Totò: Gasparre - Carlo Campanini: Battista - Isa Barzizza: Matilde - Nerio Bernardi: il duca Filippo - Raymond Bussières: Il signor Deval - Franca Marzi: Susanne de la Pleine - Ada Dondini: Direttrice dell'orfanotrofio - Guglielmo Barnabò: il giudice - Annette Poivre: La chiromante Madame Therese - Galeazzo Benti: Giorgio, l'ufficiale - Mario Castellani: il maggiordomo - Raimondo Vianello: un ufficiale - Ughetto Bertucci: il generale - Luigi Almirante: il boia di Parigi - Dina Romano: la domestica del boia - Luigi Erminio D'Oliva: Napoleone III - Achille Maieroni: il segretario di Napoleone - Totò Mignone: il cinese - Paolo Ferrara: il custode del parco - Irene Genna: una collegiale - Vera Bergman: una collegiale - Giorgio Capecchi: il direttore del club - Lionelli Zanchi: il cameriere del club - Mario Besesti: la voce narrante - Nico Pepe: L'abate Faria
Soggetto
Parigi, epoca del secondo impero napoleonico. In un collegio di orfanelle Matilde, una delle ragazze, è innamorata di Giorgio, un ufficiale che la vede clandestinamente, senza che la direttrice lo sappia. Il loro matrimonio è però ostacolato dalla famiglia di Giorgio per via delle origini sconosciute della povera Matilde. Intenzionata a scoprire la verità, incarica gli inservienti Gasparre e Battista (anche loro orfani dei genitori) di recarsi da una chiromante con una ciocca dei suoi capelli per scoprire le sue origini. Gasparre perde però questa ciocca, rimpiazzandola con una propria. Egli viene così a scoprire le proprie origini nobiliari. Recatosi alla casa del Duca suo zio per reclamare la propria eredità viene accolto con apparente benevolenza, mentre nel buio i famigliari ordiscono la trama per eliminare il nuovo pretendente. Dopo una ripetuta serie di fallimenti, Gasparre cade nella trappola, sedotto da Susanne de la Pleine ed è costretto a battersi in duello; la fortuna lo accompagna ancora una volta e riesce a salvarsi per una provvidenziale battaglia.
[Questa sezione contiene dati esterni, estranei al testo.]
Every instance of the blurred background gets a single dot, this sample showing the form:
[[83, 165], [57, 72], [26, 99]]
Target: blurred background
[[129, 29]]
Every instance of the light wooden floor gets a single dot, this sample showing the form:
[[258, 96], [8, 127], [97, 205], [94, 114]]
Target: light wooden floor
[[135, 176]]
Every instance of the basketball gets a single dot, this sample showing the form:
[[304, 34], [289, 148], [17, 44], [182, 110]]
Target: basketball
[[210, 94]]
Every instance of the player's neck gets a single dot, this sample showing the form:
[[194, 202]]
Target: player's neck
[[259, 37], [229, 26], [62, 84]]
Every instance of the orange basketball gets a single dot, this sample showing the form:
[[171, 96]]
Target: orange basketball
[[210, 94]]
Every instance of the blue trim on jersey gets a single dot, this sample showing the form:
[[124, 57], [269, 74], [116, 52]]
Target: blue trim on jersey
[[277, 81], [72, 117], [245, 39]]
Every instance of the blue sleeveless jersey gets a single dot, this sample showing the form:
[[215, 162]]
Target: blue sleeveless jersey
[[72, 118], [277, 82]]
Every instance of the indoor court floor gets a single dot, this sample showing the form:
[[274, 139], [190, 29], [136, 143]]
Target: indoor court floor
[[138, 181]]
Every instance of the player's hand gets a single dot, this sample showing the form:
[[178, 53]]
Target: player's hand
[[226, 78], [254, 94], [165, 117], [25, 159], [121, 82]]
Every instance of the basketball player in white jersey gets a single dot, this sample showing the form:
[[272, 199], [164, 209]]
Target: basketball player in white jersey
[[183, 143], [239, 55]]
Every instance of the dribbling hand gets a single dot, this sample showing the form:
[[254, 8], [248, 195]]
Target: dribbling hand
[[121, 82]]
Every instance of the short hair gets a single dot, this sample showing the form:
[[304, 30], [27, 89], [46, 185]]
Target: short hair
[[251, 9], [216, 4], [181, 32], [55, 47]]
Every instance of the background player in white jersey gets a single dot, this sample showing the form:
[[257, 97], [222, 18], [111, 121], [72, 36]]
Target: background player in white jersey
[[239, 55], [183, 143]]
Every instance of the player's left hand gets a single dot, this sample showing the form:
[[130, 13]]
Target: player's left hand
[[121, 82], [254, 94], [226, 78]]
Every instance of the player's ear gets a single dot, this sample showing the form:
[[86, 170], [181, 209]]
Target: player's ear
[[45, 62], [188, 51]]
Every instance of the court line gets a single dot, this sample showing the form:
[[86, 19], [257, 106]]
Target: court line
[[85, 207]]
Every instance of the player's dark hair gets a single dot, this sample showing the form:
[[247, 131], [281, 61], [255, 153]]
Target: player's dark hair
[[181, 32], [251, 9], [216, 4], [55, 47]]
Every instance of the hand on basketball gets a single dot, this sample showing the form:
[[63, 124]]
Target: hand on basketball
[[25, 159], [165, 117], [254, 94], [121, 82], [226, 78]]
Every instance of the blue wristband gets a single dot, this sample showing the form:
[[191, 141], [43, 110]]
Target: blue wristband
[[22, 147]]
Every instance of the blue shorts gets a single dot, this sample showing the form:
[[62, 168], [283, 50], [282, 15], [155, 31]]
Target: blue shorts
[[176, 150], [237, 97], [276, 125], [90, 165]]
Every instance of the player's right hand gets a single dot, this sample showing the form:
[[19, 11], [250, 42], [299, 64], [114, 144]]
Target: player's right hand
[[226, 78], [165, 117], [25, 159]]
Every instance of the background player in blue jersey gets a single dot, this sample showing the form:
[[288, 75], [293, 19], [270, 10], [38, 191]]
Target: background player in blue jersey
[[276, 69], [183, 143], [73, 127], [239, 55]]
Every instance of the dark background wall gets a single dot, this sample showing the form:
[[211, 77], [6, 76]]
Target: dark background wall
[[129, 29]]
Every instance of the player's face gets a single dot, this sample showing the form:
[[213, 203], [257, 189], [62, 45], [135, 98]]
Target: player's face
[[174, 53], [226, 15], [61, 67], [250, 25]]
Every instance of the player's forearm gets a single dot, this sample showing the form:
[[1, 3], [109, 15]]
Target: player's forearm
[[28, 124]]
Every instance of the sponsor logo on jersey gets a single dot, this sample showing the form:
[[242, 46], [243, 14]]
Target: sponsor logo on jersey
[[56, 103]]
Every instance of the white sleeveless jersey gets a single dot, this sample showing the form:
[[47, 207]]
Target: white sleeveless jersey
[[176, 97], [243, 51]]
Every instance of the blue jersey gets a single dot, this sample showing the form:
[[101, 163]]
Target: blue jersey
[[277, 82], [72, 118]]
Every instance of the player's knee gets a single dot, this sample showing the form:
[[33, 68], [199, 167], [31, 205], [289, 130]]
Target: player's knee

Attirati poi con l'inganno in un noto night club parigino, vengono coinvolti in un attentato ai loro danni e riescono miracolosamente a fuggire nelle fogne di Parigi dove incontrano l'abate Faria, anch'egli evaso e con lui tentano di risalire in superficie: sfortuna vuole che i tre si trovino ad emergere in una stanza del palazzo reale dove Napoleone III sta posando per un quadro. Convinto che siano dei cospiratori della corona, l'Imperatore ordina il loro arresto: Battista riesce a fuggire, mentre Gasparre viene catturato, imprigionato e condannato a morte come cospiratore. Tornato al collegio confessa l'accaduto alla direttrice che gli consegna l'indirizzo di suo padre e una medaglietta che aveva un tempo per riconoscimento. Giunto alla casa del padre, egli scopre che il proprio genitore non è un nobile né un musicista come egli aveva sempre ritenuto, ma è in realtà il boia di Parigi e lo coinvolge per aiutarlo a salvare l'amico Gasparre, condannato alla ghigliottina. Il giorno dell'esecuzione, dopo una serie di rocamboleschi tentativi di salvare l'amico, si scopre che in realtà la vicenda è tutta un sogno e la vita trascorre come sempre al collegio.
Critica e curiosità
Produzione letteralmente di seconda mano, segna l’incontro di Totò con il suo regista decisivo; dall’esempio di Mattoli copieranno tanti, da Bragaglia a Steno fino a Comencini. Lo scotto da pagare è il progressivo allontanamento della critica importante a favore dei vice, delle sigle puntate, delle firme di secondo piano. I produttori del film fanno l’errore di bocciare un nuovo progetto che Mattoli, lungimirante, avrebbe subito voluto cominciare. La matematica li farà ricredere: mentre Il fiacre n. 13 stenta al botteghino, la scatenata parodia di Totò & Campanini funziona subito e incassa di più.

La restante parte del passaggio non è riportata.